Becoming a Caregiver
Going through cancer treatments, whether they are weekly visits for chemotherapy or taking medications, is strenuous on a person's body. Nausea, tiredness and weakness are all signs that can be associated with the treatments and with the disease itself. Family member can become involved with a patient’s care by bringing them to appointments and assisting in creating care plans. At home, loved ones can create warm and welcoming spaces for the person to come back home to. For a person with cancer, thinking about dealing with the consequences alone can be terrifying. When they arrive home after their treatments or are in the hospital, seeing their family members can help them to feel better.
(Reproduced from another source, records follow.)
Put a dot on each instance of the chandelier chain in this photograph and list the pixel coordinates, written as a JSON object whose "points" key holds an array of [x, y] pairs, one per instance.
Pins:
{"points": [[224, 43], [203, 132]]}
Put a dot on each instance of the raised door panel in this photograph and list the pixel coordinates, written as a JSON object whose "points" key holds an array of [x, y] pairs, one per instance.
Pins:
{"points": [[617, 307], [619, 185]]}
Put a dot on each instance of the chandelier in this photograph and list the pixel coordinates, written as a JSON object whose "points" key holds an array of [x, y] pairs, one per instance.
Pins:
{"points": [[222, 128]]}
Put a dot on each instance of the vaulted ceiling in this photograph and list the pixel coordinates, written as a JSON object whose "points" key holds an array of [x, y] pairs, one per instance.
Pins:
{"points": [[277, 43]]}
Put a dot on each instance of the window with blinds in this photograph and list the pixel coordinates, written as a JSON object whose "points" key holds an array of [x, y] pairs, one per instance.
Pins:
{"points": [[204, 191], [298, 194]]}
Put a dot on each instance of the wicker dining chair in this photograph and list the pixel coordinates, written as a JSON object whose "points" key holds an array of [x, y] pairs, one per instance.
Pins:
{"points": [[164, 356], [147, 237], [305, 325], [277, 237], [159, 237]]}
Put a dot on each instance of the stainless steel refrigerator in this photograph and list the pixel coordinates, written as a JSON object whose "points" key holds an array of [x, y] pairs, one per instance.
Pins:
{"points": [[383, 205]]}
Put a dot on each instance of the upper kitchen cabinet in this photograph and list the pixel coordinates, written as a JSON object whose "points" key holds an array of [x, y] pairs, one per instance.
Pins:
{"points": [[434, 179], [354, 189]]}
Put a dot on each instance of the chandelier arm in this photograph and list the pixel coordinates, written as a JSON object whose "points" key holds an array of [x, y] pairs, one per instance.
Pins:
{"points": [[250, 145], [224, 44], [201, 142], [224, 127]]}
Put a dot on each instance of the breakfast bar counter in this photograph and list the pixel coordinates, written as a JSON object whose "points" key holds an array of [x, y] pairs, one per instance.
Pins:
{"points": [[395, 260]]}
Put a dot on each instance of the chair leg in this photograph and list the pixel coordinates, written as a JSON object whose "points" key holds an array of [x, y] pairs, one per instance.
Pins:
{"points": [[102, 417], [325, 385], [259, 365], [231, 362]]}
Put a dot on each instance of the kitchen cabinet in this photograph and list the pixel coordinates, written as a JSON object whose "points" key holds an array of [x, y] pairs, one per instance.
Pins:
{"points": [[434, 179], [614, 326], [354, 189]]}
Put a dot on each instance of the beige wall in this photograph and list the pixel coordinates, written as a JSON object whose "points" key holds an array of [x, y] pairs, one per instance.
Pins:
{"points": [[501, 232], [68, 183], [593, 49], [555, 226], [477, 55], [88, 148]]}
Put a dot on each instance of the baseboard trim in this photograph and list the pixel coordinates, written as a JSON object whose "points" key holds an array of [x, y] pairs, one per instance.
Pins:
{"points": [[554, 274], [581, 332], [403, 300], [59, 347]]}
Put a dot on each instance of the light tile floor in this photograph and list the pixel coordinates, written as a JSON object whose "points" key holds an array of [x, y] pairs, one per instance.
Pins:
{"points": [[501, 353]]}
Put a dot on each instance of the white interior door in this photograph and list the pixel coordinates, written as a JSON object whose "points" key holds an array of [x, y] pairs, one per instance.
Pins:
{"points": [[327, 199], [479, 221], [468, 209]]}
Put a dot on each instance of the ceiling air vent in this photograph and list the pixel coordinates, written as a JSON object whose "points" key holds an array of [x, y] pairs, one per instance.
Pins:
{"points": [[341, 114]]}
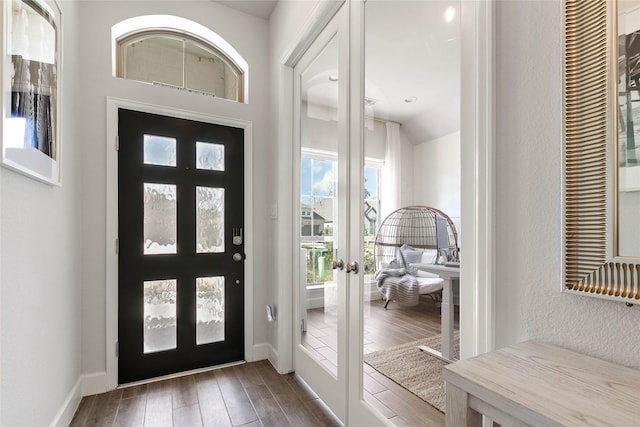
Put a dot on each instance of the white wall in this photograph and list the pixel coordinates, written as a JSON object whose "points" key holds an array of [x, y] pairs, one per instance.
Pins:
{"points": [[248, 35], [528, 201], [436, 174], [40, 322]]}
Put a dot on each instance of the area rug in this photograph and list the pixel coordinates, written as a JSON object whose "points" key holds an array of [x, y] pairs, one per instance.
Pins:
{"points": [[413, 369]]}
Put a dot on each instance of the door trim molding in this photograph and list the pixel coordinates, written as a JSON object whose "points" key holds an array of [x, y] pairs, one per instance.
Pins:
{"points": [[477, 180], [111, 276], [477, 310]]}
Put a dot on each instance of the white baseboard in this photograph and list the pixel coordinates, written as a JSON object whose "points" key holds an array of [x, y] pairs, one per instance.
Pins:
{"points": [[94, 383], [69, 407], [260, 352], [274, 358]]}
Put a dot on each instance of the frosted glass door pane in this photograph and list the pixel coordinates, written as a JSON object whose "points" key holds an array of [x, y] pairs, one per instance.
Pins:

They know they have someone who is going to advocate for them and take care of them in their times of need.
Finding a New Normal
Family is also important because they can help engage a patient in their normal activities. Some assume that all cancer diagnoses mean that the patient can no longer do the hobbies and pursuits that they used to do, but this thought is simply not the truth. For example, adult children can make sure their mother with cancer is still able to make it to church, or a couple who has a child with cancer can still take her to her Girl Scout meetings.
It's all going to depend upon the actual state of the individual person and their diagnosis, but families can work together to make the best possible situation and keep hope alive.